Containers are piled up at the Pyeongtaek Port export yard in Poseung-eup, Pyeongtaek City. /Courtesy of News1

Global investment bank Morgan Stanley raised its forecast for South Korea's gross domestic product (GDP) growth rate this year from 1% to 1.1%, an increase of 0.1 percentage point. The bank cited the decision to postpone reciprocal tariffs for 90 days as well as the potential shift from sound finance to expansionary finance following the 21st presidential election.

According to the financial investment industry on the 22nd, Kathleen Oh, Morgan Stanley's economist for South Korea and Taiwan, noted in a report titled "Expecting New Era After Election" that it also revised the 2026 GDP growth rate upward from the previous 1.4% to 1.5%, an increase of 0.1 percentage point.

Oh said, "Due to tariff uncertainty, we maintain a bearish outlook on South Korea," but also explained that the GDP growth rate forecast was adjusted considering the gradual de-escalation of tariff conflicts between the U.S. and China and the U.S. announcement of a 90-day postponement of reciprocal tariffs.

Oh also mentioned that the fiscal policy could emerge as a new growth driver after the presidential election, forecasting that a second supplementary budget will be prepared in the latter half of this year. He expected that the main budget would increase more quickly than in the past three years.

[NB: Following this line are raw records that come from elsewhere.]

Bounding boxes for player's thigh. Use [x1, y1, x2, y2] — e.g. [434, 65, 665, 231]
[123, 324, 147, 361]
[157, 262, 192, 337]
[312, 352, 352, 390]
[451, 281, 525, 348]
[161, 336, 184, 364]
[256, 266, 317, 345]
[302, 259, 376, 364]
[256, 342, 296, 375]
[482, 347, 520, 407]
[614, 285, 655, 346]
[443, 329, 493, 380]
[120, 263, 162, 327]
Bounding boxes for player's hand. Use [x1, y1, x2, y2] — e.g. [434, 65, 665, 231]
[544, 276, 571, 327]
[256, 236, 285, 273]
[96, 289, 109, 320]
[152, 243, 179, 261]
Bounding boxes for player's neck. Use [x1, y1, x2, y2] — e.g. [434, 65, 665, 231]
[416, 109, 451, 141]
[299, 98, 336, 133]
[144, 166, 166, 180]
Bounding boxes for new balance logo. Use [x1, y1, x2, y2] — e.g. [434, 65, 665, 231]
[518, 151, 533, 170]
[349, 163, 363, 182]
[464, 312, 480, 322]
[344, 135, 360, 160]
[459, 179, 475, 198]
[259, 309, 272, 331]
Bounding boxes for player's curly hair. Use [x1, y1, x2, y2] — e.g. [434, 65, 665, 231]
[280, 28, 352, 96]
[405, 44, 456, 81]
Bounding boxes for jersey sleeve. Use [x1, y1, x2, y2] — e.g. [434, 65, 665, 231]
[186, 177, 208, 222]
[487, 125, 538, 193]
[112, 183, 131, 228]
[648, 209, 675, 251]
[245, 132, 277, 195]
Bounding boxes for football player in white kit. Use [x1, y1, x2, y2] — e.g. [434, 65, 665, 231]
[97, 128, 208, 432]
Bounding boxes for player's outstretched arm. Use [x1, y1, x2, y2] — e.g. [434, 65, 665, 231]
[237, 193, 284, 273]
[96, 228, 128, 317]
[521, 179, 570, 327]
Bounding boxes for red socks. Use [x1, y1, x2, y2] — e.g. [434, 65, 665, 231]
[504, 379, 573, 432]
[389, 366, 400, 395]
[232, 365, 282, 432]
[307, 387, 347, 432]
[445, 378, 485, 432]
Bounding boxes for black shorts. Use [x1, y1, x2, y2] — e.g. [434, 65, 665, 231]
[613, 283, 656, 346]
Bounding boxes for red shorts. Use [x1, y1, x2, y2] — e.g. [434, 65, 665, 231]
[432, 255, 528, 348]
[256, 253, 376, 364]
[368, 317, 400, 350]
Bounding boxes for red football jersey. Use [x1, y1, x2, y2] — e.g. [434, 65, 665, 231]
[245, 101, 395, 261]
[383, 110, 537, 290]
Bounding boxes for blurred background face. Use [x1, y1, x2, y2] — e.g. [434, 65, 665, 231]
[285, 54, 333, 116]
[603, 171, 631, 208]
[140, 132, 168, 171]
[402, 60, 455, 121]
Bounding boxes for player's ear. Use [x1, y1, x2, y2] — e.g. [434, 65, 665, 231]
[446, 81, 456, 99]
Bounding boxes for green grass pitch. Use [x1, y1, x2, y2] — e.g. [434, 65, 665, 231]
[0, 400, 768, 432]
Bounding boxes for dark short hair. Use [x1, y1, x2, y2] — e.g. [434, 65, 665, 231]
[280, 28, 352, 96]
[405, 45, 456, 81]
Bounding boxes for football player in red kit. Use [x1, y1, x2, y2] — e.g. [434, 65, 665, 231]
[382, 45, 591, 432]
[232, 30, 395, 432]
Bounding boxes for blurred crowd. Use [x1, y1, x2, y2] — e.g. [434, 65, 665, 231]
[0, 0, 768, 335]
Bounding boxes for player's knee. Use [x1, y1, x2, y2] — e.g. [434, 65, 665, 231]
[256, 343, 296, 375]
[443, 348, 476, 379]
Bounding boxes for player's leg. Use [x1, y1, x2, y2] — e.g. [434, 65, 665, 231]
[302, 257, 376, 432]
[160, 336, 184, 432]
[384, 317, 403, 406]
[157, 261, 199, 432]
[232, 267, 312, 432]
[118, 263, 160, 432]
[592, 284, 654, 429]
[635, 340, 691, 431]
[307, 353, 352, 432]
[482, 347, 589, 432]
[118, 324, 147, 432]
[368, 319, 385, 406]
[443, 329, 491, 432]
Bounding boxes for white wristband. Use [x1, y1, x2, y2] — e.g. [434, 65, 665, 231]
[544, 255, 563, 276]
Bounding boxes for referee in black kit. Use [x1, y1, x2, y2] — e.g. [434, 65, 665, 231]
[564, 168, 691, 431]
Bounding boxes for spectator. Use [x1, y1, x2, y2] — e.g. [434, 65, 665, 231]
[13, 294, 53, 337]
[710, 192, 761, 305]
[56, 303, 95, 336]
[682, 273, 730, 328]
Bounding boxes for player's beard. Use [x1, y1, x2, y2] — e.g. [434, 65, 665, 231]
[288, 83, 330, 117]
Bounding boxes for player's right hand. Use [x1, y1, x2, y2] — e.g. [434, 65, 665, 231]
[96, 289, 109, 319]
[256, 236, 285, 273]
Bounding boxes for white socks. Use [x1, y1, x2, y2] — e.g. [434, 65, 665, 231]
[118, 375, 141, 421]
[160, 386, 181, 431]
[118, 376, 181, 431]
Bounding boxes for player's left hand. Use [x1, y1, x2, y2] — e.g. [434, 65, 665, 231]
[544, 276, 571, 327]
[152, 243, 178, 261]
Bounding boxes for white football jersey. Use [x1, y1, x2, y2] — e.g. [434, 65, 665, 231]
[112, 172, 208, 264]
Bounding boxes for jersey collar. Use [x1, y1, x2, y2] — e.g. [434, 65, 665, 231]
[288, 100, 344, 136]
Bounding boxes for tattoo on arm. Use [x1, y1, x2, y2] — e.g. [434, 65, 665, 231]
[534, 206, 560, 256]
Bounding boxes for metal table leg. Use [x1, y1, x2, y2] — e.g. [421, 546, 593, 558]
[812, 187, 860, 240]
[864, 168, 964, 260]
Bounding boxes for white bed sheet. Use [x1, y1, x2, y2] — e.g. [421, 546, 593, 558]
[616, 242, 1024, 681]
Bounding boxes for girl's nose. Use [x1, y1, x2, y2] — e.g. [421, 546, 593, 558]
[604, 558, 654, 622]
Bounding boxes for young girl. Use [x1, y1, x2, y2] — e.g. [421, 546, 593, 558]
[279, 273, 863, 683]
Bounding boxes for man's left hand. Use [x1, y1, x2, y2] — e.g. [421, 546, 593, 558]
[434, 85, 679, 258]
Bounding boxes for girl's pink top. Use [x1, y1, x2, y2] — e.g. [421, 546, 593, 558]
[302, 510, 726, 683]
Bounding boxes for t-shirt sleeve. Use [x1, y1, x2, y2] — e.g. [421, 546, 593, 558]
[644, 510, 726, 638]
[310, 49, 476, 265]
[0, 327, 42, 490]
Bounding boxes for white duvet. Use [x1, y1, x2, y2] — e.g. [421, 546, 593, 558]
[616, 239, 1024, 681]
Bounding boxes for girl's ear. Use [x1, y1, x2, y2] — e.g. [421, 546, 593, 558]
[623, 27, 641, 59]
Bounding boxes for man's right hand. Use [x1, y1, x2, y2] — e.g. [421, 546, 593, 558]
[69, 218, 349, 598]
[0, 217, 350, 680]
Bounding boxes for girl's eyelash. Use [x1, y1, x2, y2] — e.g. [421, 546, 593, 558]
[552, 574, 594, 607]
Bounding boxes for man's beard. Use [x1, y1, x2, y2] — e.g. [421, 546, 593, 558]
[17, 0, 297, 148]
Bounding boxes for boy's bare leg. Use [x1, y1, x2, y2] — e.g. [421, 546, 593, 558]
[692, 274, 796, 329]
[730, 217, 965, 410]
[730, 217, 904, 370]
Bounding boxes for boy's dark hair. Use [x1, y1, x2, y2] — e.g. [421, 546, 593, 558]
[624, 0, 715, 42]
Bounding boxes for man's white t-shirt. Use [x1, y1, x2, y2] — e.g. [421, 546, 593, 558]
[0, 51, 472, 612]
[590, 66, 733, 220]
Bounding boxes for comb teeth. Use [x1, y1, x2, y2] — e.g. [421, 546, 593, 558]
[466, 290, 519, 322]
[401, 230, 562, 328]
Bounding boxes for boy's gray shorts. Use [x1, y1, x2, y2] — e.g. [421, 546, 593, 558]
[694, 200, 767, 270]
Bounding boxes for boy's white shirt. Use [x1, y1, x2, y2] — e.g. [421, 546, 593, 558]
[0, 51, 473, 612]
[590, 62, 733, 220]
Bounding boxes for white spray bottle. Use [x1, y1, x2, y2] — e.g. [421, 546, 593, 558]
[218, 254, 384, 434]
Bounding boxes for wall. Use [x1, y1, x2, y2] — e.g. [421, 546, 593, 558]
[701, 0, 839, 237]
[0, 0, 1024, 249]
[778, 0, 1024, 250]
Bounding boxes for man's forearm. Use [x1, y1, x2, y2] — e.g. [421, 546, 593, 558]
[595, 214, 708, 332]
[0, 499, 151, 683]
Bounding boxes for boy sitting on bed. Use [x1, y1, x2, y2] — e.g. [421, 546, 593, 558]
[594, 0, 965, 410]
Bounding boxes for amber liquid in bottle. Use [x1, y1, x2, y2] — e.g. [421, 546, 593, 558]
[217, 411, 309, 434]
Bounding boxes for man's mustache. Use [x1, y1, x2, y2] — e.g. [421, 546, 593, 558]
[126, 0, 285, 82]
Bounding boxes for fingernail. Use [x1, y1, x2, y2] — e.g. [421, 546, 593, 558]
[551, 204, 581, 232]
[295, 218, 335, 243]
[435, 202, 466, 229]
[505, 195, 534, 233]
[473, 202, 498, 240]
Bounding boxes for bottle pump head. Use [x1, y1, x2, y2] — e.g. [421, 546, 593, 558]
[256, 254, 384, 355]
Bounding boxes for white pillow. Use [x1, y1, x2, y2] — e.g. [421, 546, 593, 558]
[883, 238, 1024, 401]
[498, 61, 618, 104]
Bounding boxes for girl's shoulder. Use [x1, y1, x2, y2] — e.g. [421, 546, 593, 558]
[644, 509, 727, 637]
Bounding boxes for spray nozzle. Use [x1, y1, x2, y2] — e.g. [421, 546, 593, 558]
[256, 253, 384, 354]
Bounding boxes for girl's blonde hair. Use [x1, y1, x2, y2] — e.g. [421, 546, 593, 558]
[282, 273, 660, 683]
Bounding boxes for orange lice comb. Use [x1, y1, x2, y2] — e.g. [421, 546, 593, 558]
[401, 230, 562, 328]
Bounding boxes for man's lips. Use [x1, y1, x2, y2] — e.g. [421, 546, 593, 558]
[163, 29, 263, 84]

Regarding monetary policy, Oh anticipated that the Bank of Korea would lower the key interest rate to 2%, which is below the neutral rate range (2.25% to 2.75%).

For this year and 2026, he presented a consumer price index (CPI) rise rate of 1.9%. Oh stated, "Gradual domestic recovery and global demand weakness that applies downward pressure on oil prices could suppress the CPI rise rate."